We live in a world of unknowns--and I'm not just talking politics and hurricanes. Existentially, we are trapped in an illusory world filled with masquerades, suffering, and death lurking behind every step we take. Most actions we take are--in one way or another--a way to avoid confronting our deepest fears. And that's one reason we love progress.

Achievement and growth--two things that we worship in our society--rule the way that we think about ourselves, others, and the world. The most successful people in western culture tend to love progress. The evolution of thoughts, refinement of technology, and hoarding of financial resources are a few things that successful people monitor to facilitate their ascent to temporary and fleeting greatness.

Even science is guilty. Science--a beautiful method of inquiry--is often employed dogmatically as a philosophy--a system of belief that organizes and filters experience. And it's not value free. Without going further down the rabbit hole than is necessary, it's worth pointing out that the diligent scientist is no different from the successful CEO, in that they both attempt to reduce the complex phenomena observed in daily life into things that they can quantify, measure, and control.

The most successful people are obsessed with this reductive process because the ability to quantify and measure gives them the power to predict and control. Let me give you an example. As someone suffering from this same disease, I enjoy being productive. I can tell you down to the minute how I spend my time each day. I measure and plan each second--when to eat my four meals, when to work, when to get up and stretch, when to go to the bathroom, when to write my dissertation, when to spend time with my family, when to call my friends, and when to sleep to start it all over again.

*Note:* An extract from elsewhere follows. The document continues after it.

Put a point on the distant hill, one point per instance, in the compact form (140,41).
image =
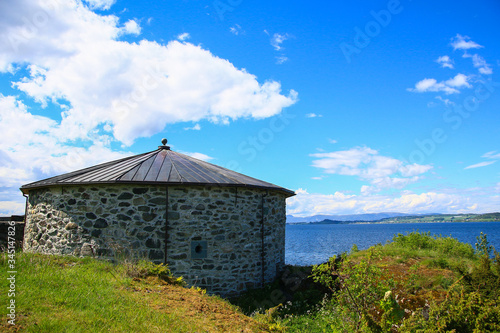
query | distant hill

I have my schedule and time management down to a science, which allows me to predict what each day will look like and control where I spend my energy. These habits make me successful, but they also prevent me from experiencing deeper levels of happiness and fulfillment. And that's what I'm here to point out.

This mindset of constantly reducing life to categories is incredible for productivity and success. The most successful people are the ones who master this mindset early and practice it for years. Unfortunately, the recipe for success contains its opposite element--unhappiness and suffering. We quickly forget that not everything in life is quantifiable. In fact, the best things in life are experiences that cannot be measured.

The ineffable moments--those that are beyond words and even mental comprehension--are the most beautiful and have the biggest impact on who we really are. When we constantly strive for perfection--something unattainable--we forget what's truly important. We tend to focus so much on action, doing, creating, and building that we stop being. Somehow the effortless experience of being present in the moment--free from thoughts, desires, and mental activity--becomes uncomfortable and difficult to access. And that's not only unhealthy, overly rigid, and at odds with the natural world--it's a trap.

This trap is a mind game. Nothing more than our minds building a fictitious world in which we are not only the narrator, but the central character--the victim, the hero, and the conqueror. When you step outside of this trap, if even for a brief time, you quickly realize the truth: that we build staircases on flat ground.

We construct stairs because they are concrete--exact and precise increments that we can measure, predict, and control. When you're climbing a staircase, you're either going up or you're stepping down. Black and white. Nice and simple. Linear. Progression or regression. Our minds fantasize about discovering something that certain, but the truth is that life is not so precise.

When unforeseen events occur--they shake us at the core. The way we react to these events, no matter how small they are, is determined by our mindset. When we practice reducing life into mental constructs and striving for optimal productivity, we often respond to problems in inflexible and unhelpful ways--lacking empathy and compassion.

This inner turmoil we push onto others is simply the product of imposing arbitrary concepts onto a dynamic, subjective, and relative reality that doesn't fit inside of our neat little boxes. We create our own suffering and then share it with the world, which is easy to do when the life you build in your mind conflicts with the reality in which you live.

Forgetting what's really important in life and losing sense of one's values happens quickly in this mental game of success and material achievements. And when you forget that everything you earn will be taken from you--in one way or another--you're stuck playing a game you can't win. Paradoxically, the only way out of this game is to realize that you're playing it in the first place--and then do something about it.